In William’s guard chamber, King William III of England, Scotland, Ireland, Wales and in his mind, of France, (he was never the king of France but he spent his whole life fighting with King Louis for the Kingdom) in Hampton Court palace, stands a couple figures of his Yeomen standing on ceremony and on guard, he had sixty of them who were all thought to be uncommonly handsome; all over six foot with partisans for weapons. So, you could walk into his guard chamber to be surrounded by sixty very handsome men at a time when good looks were scarce in society. Even the king at the time was not a looker, William had a hooked nose and bad teeth and was several inches shorter than at five-foot six and he was thought to be a bore, his wife Mary who was 5 foot 11 and a half inches. But it was necessary for the King’s guard to be so good looking simply because they were going to be in processions and representing the very best of a King who was not great to look at.

During this time, the men wore wigs, all of them, this was in the 1700s and men were not allowed to attend court with their own hair, they had to shave it all off and purchase wigs. It is a fashion that came from France, and they were all human hair. A lot of fuss was made about this. The most expensive colour wig was white, because most people didn’t live long enough for their hair to change colour hence its rarity made it highly favoured and in demand. And this is where the most fascinating fact was learned, (it is a fact because it was delivered to me by a historian of the palace) but I am also sure that Google can set you straight but google sometimes will not compare when you have facts from someone who has studied it.

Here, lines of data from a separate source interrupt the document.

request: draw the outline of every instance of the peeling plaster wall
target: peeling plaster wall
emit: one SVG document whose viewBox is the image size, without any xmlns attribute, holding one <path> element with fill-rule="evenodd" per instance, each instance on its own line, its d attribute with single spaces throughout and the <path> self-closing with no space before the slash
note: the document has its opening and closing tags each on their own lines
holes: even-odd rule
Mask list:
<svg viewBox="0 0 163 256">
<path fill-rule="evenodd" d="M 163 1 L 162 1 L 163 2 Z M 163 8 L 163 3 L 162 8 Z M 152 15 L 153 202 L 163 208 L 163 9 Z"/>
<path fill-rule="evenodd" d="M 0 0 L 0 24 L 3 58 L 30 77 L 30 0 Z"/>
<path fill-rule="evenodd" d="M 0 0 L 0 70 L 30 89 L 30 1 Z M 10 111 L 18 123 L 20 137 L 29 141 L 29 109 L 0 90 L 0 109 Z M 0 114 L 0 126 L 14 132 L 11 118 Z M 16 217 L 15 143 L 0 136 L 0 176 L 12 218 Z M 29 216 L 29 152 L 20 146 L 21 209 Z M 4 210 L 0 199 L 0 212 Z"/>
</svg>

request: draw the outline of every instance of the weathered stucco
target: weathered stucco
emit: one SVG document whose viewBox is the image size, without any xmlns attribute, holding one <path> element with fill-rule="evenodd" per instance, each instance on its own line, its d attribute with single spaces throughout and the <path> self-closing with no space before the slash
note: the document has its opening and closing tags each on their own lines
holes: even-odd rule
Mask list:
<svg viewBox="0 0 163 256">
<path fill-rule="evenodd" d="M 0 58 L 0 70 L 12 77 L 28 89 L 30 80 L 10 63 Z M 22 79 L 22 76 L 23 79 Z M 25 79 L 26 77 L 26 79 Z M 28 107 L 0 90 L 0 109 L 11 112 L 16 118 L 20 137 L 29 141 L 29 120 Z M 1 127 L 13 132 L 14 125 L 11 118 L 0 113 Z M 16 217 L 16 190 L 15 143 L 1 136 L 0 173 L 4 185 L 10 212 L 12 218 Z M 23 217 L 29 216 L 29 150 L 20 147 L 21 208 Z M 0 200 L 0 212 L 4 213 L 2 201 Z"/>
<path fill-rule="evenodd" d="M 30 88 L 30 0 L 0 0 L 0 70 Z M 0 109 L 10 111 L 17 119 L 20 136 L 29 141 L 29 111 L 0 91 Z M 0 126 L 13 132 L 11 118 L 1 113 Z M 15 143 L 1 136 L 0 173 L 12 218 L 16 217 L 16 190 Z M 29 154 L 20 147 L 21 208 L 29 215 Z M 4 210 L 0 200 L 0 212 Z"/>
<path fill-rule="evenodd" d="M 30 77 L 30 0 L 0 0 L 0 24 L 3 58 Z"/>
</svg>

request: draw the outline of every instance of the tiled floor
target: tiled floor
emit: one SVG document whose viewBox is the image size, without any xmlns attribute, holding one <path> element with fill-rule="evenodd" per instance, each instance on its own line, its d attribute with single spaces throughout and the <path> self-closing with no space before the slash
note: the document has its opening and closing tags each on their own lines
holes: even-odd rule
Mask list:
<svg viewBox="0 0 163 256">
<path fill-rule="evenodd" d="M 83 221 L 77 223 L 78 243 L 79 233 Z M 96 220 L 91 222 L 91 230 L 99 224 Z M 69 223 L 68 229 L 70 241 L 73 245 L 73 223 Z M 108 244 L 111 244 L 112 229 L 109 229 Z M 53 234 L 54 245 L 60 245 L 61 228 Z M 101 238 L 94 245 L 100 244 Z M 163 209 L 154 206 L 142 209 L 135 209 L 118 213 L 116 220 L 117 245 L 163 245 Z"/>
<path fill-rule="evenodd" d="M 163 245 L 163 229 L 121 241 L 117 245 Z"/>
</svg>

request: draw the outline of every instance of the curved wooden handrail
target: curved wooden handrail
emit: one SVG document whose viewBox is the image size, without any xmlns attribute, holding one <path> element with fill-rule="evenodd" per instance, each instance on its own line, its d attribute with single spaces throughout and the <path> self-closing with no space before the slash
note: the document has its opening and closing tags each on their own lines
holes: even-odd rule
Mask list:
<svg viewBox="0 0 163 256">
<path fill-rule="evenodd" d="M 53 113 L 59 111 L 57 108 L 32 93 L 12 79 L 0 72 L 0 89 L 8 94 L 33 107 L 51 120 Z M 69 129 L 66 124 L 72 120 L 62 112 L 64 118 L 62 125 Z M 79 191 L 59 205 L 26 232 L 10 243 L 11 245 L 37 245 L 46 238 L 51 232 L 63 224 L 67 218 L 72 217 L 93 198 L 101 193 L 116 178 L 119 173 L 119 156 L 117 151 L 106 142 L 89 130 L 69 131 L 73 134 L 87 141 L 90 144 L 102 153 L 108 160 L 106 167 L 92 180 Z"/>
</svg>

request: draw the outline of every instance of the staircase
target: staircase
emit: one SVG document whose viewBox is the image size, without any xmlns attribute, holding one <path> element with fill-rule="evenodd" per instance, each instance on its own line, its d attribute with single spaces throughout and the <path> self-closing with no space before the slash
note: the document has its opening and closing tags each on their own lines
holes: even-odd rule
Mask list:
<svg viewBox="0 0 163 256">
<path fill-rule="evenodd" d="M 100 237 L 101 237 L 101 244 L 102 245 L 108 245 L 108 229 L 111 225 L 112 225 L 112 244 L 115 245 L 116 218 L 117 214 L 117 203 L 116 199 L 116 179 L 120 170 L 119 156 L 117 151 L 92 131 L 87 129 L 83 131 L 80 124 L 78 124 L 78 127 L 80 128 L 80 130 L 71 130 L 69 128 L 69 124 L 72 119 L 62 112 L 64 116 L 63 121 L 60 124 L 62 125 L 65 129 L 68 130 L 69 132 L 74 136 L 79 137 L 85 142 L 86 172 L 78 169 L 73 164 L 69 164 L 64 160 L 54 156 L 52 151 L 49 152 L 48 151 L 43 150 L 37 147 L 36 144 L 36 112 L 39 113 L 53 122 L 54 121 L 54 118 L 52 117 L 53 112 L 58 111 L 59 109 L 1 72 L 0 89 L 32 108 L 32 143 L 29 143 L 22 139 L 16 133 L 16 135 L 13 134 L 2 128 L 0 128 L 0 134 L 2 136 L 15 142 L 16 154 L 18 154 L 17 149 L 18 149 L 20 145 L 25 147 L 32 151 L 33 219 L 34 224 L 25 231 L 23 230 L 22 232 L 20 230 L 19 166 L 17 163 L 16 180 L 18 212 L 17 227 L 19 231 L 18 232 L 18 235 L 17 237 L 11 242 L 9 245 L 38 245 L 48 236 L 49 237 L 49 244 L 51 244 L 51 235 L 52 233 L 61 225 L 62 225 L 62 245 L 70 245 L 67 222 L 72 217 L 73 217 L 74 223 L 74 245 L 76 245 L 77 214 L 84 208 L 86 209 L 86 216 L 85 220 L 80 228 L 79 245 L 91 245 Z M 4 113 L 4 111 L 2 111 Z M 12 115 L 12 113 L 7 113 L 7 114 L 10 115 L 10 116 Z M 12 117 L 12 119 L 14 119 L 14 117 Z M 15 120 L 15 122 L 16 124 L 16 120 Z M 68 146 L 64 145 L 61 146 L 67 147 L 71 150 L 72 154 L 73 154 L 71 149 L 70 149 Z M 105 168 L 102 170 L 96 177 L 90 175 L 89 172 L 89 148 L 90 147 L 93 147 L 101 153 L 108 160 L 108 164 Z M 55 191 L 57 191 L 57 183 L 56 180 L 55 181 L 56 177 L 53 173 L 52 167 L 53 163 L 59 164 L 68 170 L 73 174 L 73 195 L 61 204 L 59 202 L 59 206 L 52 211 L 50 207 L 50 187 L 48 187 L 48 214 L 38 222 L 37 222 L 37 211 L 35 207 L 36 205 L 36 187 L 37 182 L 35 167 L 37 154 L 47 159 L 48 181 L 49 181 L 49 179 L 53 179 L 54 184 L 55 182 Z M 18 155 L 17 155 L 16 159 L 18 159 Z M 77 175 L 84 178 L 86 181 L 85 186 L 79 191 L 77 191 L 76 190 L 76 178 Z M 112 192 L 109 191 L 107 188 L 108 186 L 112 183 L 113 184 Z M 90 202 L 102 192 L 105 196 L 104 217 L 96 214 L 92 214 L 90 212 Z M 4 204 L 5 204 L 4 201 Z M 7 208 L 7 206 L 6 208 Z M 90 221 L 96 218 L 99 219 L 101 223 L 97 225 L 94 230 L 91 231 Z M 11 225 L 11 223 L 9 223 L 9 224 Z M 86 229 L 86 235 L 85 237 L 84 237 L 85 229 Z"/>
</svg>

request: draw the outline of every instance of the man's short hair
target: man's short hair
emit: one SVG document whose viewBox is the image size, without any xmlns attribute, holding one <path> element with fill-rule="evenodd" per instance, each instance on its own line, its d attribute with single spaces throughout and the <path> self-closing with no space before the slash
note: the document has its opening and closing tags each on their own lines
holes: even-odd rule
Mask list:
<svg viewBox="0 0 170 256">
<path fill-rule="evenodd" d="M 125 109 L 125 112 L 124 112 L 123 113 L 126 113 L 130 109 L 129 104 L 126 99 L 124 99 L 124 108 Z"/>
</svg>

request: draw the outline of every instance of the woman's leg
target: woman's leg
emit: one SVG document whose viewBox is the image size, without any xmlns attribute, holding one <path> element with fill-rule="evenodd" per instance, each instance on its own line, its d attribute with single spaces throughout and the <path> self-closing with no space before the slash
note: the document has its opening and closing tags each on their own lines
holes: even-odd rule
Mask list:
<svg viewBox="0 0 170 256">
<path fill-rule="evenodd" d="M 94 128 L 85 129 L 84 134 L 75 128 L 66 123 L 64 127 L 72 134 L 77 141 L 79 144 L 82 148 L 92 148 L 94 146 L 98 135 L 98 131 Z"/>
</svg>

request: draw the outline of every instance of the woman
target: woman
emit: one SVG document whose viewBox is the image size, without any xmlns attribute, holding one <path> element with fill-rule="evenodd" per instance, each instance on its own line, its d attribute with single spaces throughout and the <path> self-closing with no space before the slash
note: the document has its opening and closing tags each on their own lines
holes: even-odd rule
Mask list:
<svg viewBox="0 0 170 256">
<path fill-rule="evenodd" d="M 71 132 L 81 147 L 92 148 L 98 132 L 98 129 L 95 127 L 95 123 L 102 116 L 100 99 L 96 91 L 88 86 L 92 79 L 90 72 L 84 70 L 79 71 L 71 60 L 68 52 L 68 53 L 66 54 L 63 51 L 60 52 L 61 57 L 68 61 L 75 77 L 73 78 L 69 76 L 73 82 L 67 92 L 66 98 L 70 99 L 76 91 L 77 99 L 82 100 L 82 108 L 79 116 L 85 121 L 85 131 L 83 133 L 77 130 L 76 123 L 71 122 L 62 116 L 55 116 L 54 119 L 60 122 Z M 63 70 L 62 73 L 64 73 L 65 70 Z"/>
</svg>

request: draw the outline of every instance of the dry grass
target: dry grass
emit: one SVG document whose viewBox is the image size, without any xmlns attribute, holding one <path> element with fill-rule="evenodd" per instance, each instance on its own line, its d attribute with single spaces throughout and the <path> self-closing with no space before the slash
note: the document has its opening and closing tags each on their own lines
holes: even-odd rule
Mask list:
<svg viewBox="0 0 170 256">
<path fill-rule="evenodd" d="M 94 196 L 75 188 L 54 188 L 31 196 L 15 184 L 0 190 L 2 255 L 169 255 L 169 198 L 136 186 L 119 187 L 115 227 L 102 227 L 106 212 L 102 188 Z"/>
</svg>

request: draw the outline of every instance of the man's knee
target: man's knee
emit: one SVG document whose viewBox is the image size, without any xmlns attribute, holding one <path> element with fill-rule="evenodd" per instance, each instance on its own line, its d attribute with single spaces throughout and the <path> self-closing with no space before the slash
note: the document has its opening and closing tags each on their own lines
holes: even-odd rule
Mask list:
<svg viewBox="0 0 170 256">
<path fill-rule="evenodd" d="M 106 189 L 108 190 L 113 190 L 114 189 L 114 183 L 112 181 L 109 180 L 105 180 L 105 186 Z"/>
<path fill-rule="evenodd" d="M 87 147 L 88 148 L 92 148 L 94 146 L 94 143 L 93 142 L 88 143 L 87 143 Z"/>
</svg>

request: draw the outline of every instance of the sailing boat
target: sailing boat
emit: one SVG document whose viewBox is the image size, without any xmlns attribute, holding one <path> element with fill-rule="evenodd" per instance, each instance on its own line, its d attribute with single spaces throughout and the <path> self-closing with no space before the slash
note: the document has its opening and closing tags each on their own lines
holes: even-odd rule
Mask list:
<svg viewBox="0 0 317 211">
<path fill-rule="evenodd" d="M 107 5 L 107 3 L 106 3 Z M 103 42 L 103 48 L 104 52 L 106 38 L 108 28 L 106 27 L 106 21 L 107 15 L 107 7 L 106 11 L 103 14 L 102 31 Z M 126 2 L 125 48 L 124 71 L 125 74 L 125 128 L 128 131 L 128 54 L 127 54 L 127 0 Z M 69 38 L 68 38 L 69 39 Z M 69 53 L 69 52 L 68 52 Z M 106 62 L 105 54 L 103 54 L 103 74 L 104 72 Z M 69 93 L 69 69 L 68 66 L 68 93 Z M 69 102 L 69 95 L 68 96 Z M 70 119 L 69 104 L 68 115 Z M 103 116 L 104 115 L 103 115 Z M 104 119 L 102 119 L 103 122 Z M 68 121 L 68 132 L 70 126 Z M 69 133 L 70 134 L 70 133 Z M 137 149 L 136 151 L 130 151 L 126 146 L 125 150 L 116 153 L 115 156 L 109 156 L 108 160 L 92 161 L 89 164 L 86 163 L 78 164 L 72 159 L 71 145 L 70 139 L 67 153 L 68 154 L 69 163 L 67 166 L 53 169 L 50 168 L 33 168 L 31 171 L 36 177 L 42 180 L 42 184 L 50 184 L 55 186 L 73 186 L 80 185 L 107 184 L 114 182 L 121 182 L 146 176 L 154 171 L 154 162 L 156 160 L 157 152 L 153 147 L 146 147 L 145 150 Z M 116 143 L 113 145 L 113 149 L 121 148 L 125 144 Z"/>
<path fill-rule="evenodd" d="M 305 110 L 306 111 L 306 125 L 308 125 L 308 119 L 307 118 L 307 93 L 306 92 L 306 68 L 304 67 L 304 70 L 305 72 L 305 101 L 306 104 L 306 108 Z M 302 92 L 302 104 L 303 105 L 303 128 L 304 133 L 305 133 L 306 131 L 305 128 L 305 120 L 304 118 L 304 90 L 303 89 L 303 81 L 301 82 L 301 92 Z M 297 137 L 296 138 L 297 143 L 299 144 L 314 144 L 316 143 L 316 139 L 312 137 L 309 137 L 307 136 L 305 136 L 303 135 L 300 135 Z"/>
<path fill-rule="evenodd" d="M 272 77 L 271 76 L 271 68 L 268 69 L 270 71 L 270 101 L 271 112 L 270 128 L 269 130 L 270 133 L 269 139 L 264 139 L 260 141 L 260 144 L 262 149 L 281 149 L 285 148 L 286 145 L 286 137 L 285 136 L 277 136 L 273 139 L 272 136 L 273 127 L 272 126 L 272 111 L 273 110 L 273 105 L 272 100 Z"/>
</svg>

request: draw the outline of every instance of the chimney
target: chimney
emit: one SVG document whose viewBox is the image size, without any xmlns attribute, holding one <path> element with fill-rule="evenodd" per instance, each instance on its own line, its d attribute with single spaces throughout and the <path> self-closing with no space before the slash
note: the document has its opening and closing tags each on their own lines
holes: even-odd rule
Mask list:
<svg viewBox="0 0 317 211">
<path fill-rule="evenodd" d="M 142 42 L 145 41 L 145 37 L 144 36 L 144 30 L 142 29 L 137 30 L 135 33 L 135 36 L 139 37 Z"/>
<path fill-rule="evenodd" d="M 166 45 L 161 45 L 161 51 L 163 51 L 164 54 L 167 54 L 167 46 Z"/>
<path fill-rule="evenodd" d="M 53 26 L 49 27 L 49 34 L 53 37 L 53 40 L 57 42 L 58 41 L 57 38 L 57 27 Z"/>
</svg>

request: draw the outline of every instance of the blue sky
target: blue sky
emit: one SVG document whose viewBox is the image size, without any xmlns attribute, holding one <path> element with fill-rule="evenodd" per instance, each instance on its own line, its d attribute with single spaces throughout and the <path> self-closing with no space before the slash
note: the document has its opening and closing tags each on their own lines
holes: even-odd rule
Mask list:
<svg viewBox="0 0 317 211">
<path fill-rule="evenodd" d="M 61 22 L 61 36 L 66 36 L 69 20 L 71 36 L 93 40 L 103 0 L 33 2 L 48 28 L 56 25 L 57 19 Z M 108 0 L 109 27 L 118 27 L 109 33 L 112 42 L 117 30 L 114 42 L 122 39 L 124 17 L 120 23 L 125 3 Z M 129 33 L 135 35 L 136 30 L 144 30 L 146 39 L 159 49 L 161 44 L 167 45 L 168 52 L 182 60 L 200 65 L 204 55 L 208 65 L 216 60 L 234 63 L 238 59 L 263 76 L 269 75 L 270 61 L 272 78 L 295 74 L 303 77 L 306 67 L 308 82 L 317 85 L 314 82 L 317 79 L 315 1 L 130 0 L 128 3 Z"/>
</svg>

So having a wig made entirely of human hair was expensive, one had to take it to the wig maker every so often to have it curled and maintained and I would imagine human hair was a rarity, much less being able to afford and maintain white wig made entirely of human hair therefore the men decided that to afford these wigs that were rare and uncommon which cost a fortune and a whole lot of fuss, they would start powdering their wigs white and once this became the fashion there were little rooms fashioned in households to accommodate this practice and this is where the Powder Room was born! These little rooms would be available in parties and they could go in there for a touch up of the wig and who knows what else; maybe look at their calves because wouldn’t you know it, Men were the first high heel wearers, not women, they wanted to show their legs and calved off and they would go one step further to paint the heels red and put gold buckles on them to get the ladies attention! If they did not have shapely calves, it was a disaster so guess what they would do? PAD THEM!! It’s like wearing a butt pad but for the calves. Fascinating that this was the practise and today, the world seems to be regressing into something it was not.

I don’t care much for palaces because I find them to be problematic but on the rare occasion, I find myself in one, I would always opt for a tour because you learn such fascinating facts about the time from people who are only too happy to tell them. Historians are the true guards of our times, and I couldn’t be more thankful. The tour is the Kings Apartment tour, and I cannot recommend it enough so if you do get a chance, absolutely one hundred percent DO IT.